The newly elected Labor government is expected to traverse through a series of pressing challenges left untreated by the previous ruling party. Though the Coalition cannot be solely blamed for the current economic scenario, many economic adversities have shaped up during its tenure. Inflationary pressures, painfully slow wages growth and a tightening labour market are some of the concerning factors facing the new government.
On the brighter side of things, the unemployment rate is at an all-time low of 3.9%, increasing the prospects of wage hikes in the future. While there is not enough labour force available to fill the vacant positions, demand for labour is soaring. However, this relatively comforting factor falls flat compared to the other issues plaguing the economy.
On a broader scale, the national debt is also piling up in an overstimulated economy. The election results arrived just a few days after the central bank announced its first interest rate hike. Thus, the present government has come into power at a transitory phase, which requires more proactive measures from the ruling government.
Spending likely to remain high
The Labor party has introduced a generous set of reforms targeted at the vulnerable sections of society. The ongoing inflation is a key factor affecting households in the present context, making it one of the major areas of policy reforms. Some of the reforms promised by Labor include a reduction in taxes, construction of more houses and attention to childcare and aged care.
However, these policy reforms could increase government spending in the coming months. For an economy with a high level of debt, higher spending could bring further turmoil to the ruling party. Though most of the inflationary pressures have risen out of global factors, the previous government was criticised for its handling of rising living costs. Now, it would be interesting to see how the new government will handle the increasing cost-of-living pressures.
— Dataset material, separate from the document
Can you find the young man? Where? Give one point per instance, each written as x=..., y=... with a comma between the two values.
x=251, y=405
Some of the proposed measures by the Anthony Albanese led party include a commitment to support an increase in minimum wages by 5.1%, which is the same pace at which inflation is rising. However, Albanese later clarified that the policy would only be introduced for those living on minimum wages. According to Labor, these measures could further widen the budget deficit and add AU$7.4 billion to the deficit over the next four years. However, they believe that these measures will also increase productive capacity.
Heavy responsibility on new Treasurer’s shoulders
Jim Charles will be taking over the position of Treasurer, with the large responsibility of reviving the economy on his shoulders. Treasurer Charles has stated that he has been observing the trickiest economic conditions since World War 2. Apart from domestic issues, another economic adversity that must be addressed is the worsening trade relation with China.
Experts believe that Chalmers’ experience as the advisor to Wayne Swan, who served as Treasurer during the 2007-2013 Labor government, might be helpful in his upcoming run. This is because the economic climate during the 2007-2013 period was also marked by a change in monetary policy, much like the present scenario.
The new Treasurer would be dealing with an economy that is gradually slowing down and, at the same time, has a monetary stimulus beyond the required limit. Thus, the role of the Treasurer now involves re-aligning the relationship between wages and inflation as well as the relationship between economic growth and inflation. At the same time, boosting domestic wages in a highly volatile environment is a daunting task.
A further surge in wages could increase the pre-existing stimulus, giving rise to higher inflation. However, Labor has associated itself with protecting the interests of the workforce. Thus, the party might have to pay special attention to its promises of promoting wages. The overall picture will become clearer once various factors affecting the domestic economy become clearer.